Companies use process mining to discover where and how value is created within their business. Process mining helps answer the types of questions that arise in day-to-day operations:
- Why was this customer invoice sent out incorrectly?
- Why did a group of customers in this area receive their orders two weeks late?
- Why isn’t the figure for “number of products sold” the same as the figure for “number of products shipped?”
Process mining might start with these more immediate questions, but it offers long-term benefits. Being able to visualize the inner workings of your business builds operational resilience by helping you anticipate problems, adapt quickly and see the impact of those changes. In recent years, we’ve seen banks and financial institutions, the hospitality industry and the telecommunications industry use process mining to navigate major shifts in how they operate. These examples can serve as a roadmap as businesses look to navigate the new normal and become stronger and more resilient after the pandemic.
Four steps to launch a successful process mining initiative
Process mining works by analyzing data to give you a picture of how your processes currently work and providing you with the information you need to make them better.
- Define your scope. Bring stakeholders together to agree upon the project objective, process and data requirements. Remember you can change and refine these as you go.

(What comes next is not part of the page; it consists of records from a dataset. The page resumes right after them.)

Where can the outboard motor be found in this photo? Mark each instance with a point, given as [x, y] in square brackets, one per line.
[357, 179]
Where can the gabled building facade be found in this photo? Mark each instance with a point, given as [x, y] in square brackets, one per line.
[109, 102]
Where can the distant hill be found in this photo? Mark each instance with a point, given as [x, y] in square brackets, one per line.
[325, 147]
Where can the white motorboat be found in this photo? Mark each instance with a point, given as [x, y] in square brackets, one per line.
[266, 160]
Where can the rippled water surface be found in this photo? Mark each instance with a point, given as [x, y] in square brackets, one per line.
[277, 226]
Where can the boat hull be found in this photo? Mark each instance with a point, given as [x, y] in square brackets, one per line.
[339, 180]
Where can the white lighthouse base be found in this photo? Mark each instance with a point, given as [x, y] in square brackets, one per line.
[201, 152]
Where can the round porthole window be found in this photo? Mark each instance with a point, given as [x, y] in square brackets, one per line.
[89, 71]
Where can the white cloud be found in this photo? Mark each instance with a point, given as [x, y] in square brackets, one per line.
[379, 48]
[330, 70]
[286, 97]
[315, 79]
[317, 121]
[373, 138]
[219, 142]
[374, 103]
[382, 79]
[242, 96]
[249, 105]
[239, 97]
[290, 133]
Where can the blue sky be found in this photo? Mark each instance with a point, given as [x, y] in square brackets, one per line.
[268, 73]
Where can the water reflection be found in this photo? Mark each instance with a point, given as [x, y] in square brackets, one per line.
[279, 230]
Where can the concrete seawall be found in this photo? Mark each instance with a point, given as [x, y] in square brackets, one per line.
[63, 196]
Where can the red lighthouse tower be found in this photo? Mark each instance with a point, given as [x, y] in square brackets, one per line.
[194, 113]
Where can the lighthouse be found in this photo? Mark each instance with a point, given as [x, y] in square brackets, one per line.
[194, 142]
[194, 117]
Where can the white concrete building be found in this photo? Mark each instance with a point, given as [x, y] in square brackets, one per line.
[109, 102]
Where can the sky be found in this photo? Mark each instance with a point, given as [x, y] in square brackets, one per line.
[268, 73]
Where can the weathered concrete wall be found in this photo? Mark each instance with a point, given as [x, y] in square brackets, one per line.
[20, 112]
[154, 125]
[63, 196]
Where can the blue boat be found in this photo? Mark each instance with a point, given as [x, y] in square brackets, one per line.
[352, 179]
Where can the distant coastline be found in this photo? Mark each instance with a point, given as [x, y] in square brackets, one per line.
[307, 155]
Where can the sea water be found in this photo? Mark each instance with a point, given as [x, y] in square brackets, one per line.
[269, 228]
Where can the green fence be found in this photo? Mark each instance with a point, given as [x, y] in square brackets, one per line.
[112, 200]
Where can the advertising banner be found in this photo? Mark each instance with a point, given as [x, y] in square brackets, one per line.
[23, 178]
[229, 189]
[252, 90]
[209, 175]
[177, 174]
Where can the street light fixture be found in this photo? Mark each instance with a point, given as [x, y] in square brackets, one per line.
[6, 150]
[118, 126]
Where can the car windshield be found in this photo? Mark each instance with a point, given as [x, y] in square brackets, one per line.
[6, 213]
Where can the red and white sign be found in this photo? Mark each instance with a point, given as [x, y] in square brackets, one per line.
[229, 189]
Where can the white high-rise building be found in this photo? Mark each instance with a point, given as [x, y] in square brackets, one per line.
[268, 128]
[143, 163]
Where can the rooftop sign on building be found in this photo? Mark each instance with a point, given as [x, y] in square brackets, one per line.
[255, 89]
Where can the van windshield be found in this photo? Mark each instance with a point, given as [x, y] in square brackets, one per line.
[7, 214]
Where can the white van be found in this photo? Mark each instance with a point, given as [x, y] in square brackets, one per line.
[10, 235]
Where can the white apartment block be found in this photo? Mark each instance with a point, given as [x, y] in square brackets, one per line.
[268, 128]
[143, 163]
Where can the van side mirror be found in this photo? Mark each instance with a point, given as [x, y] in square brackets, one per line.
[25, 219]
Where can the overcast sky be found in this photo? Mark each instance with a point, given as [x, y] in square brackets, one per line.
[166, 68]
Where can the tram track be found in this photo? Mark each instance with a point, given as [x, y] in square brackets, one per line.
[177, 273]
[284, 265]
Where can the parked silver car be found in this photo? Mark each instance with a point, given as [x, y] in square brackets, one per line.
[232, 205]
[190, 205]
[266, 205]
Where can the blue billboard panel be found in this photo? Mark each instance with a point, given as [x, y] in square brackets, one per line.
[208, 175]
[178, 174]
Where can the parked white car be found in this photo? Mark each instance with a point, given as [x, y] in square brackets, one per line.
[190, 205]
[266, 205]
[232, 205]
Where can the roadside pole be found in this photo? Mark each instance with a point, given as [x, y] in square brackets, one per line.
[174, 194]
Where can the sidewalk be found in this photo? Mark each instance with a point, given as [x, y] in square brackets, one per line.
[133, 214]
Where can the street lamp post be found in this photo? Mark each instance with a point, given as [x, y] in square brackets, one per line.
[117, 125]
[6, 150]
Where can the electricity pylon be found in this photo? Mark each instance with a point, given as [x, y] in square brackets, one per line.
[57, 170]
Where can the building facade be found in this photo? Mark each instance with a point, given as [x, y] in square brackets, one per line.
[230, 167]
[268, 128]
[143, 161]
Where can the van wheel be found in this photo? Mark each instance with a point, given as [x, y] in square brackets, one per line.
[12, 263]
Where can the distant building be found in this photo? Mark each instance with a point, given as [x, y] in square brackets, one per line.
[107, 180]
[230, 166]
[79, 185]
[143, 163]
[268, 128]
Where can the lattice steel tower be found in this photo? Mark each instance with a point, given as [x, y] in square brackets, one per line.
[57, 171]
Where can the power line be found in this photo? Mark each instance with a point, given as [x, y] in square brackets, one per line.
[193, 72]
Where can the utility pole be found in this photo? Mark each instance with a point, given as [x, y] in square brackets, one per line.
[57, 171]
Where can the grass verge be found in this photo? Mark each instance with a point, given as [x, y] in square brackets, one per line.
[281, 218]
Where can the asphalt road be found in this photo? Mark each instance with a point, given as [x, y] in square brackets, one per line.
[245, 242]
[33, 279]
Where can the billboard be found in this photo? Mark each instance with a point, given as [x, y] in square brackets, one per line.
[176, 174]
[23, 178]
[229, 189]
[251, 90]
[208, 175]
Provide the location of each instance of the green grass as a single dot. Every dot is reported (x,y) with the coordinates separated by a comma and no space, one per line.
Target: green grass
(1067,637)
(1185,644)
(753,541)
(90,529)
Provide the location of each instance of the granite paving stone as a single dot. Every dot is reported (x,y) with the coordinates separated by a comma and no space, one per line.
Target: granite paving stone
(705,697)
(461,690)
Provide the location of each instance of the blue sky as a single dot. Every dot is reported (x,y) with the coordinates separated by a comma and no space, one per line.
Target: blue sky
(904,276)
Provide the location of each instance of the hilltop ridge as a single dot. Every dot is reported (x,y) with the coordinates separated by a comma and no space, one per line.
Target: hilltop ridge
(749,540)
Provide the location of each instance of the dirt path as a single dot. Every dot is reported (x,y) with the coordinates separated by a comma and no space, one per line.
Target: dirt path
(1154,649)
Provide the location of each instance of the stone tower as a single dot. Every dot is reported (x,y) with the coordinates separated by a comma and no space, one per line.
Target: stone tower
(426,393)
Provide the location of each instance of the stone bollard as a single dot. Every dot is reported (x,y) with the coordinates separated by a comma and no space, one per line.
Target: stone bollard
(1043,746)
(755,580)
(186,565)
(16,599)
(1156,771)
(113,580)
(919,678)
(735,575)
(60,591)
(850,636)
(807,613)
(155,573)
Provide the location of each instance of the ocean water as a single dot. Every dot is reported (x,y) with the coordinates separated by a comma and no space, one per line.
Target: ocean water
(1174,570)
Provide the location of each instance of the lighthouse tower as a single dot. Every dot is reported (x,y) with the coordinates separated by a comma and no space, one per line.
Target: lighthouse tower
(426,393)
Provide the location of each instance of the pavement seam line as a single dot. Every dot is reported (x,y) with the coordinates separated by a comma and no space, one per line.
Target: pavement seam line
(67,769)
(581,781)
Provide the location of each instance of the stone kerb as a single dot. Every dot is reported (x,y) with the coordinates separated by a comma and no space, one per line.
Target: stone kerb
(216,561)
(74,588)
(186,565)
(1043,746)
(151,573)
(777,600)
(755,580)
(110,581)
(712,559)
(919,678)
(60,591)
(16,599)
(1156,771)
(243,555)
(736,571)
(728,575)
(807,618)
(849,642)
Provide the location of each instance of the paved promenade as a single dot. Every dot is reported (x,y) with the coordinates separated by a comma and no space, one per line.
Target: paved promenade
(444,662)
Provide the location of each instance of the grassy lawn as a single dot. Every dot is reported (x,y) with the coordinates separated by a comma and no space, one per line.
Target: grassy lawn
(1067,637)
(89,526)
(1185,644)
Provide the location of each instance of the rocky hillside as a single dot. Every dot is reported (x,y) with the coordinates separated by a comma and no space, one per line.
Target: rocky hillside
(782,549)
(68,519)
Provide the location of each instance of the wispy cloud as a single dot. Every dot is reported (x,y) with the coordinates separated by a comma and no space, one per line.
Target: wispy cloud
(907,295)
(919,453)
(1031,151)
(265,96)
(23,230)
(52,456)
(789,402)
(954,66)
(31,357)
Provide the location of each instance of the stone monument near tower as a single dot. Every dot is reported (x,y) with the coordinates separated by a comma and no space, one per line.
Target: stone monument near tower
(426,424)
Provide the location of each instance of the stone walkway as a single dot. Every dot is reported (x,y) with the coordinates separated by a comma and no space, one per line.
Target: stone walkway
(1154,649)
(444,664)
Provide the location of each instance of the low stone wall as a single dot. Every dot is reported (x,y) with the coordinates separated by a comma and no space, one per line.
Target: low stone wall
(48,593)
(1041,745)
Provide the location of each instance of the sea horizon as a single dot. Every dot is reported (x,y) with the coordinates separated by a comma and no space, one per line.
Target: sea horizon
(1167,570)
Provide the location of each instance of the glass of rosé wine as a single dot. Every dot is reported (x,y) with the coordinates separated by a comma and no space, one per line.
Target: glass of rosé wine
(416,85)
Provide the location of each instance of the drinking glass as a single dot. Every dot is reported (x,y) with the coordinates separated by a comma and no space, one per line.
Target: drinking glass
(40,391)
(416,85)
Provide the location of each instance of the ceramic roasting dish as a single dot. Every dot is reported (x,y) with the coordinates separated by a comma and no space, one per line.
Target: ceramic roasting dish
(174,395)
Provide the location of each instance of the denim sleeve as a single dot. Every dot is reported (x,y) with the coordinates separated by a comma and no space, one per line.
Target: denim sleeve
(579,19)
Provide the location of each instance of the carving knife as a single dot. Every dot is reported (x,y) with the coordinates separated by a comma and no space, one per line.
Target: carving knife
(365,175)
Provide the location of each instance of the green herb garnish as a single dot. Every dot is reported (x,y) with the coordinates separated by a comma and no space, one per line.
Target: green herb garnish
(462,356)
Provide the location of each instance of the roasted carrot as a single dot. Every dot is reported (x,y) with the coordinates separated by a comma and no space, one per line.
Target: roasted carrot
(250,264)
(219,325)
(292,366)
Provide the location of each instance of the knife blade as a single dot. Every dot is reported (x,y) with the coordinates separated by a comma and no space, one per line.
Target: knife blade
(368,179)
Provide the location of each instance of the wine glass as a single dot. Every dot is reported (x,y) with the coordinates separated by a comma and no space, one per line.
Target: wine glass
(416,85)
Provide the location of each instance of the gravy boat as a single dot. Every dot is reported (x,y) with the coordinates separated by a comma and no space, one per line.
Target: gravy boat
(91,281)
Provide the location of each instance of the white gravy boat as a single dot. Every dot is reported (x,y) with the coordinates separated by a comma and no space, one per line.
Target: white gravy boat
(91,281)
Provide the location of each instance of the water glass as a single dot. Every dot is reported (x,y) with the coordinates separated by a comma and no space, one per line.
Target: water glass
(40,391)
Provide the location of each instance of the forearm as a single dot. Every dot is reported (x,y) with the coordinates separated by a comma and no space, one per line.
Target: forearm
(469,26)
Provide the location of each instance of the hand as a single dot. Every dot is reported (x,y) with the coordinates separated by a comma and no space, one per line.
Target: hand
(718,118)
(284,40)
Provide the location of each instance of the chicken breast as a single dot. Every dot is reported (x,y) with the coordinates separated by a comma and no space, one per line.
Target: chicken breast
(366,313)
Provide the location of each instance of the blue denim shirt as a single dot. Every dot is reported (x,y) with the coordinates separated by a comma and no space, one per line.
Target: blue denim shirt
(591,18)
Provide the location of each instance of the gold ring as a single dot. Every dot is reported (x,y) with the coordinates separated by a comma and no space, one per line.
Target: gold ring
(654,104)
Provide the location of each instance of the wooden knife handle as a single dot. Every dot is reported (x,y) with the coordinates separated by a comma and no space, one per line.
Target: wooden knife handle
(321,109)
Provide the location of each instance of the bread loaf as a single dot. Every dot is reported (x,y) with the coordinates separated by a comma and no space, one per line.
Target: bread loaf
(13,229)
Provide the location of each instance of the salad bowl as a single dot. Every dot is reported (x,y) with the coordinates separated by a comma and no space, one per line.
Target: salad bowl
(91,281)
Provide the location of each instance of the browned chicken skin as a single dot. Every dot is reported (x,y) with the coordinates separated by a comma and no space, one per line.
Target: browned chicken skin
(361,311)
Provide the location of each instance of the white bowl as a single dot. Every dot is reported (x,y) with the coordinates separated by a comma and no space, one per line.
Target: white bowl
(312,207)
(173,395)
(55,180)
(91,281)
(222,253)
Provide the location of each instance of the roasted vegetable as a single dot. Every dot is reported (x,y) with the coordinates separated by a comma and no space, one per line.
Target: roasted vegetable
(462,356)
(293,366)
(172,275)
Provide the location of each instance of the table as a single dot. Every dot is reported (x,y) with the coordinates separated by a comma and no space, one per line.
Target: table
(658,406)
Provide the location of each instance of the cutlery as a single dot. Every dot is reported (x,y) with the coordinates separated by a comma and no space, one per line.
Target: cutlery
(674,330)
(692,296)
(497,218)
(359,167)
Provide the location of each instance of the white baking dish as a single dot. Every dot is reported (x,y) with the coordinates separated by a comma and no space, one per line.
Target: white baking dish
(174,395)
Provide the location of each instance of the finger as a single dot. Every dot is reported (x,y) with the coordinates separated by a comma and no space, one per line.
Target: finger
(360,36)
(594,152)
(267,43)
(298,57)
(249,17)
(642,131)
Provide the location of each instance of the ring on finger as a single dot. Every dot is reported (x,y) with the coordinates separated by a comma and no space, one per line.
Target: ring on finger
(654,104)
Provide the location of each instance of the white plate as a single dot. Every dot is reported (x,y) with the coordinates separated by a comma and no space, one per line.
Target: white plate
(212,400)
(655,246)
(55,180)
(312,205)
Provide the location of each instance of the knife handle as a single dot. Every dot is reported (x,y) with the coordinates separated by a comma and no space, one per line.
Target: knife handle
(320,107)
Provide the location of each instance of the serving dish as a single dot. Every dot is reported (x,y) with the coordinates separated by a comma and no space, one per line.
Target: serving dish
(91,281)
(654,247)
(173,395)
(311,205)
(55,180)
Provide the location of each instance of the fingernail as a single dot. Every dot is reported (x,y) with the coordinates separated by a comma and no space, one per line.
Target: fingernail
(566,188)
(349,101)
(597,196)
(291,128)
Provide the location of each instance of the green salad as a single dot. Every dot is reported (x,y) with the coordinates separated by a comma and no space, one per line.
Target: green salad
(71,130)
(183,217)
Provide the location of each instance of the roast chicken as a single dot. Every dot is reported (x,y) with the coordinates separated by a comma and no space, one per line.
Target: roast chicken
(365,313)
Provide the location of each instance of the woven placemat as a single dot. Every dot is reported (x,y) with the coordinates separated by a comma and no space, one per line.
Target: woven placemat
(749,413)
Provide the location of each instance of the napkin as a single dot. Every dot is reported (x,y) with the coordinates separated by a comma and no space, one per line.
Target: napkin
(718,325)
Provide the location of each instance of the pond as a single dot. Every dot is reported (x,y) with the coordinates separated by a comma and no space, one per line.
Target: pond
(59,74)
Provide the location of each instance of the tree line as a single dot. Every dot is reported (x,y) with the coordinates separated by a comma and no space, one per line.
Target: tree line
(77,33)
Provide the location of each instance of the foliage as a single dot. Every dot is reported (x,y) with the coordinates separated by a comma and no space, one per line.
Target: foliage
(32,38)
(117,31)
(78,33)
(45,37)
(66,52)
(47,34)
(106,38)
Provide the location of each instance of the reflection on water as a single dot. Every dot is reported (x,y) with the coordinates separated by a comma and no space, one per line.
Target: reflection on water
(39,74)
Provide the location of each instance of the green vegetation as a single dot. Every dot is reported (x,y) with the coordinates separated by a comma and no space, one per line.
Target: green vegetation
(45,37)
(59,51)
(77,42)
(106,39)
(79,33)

- Gather your data. Process owners often dread this step, but the right data mining tools make it relatively easy — you won’t be manually collecting reports. In almost all cases, you will connect the process mining tool to your systems using a standard software connector.
- Generate your insights. This is the exciting part when you see a process model based on your data and can start to analyze what is really happening at each step.
- Improve and measure your results. Now you can establish core process performance metrics and start to make data-driven changes.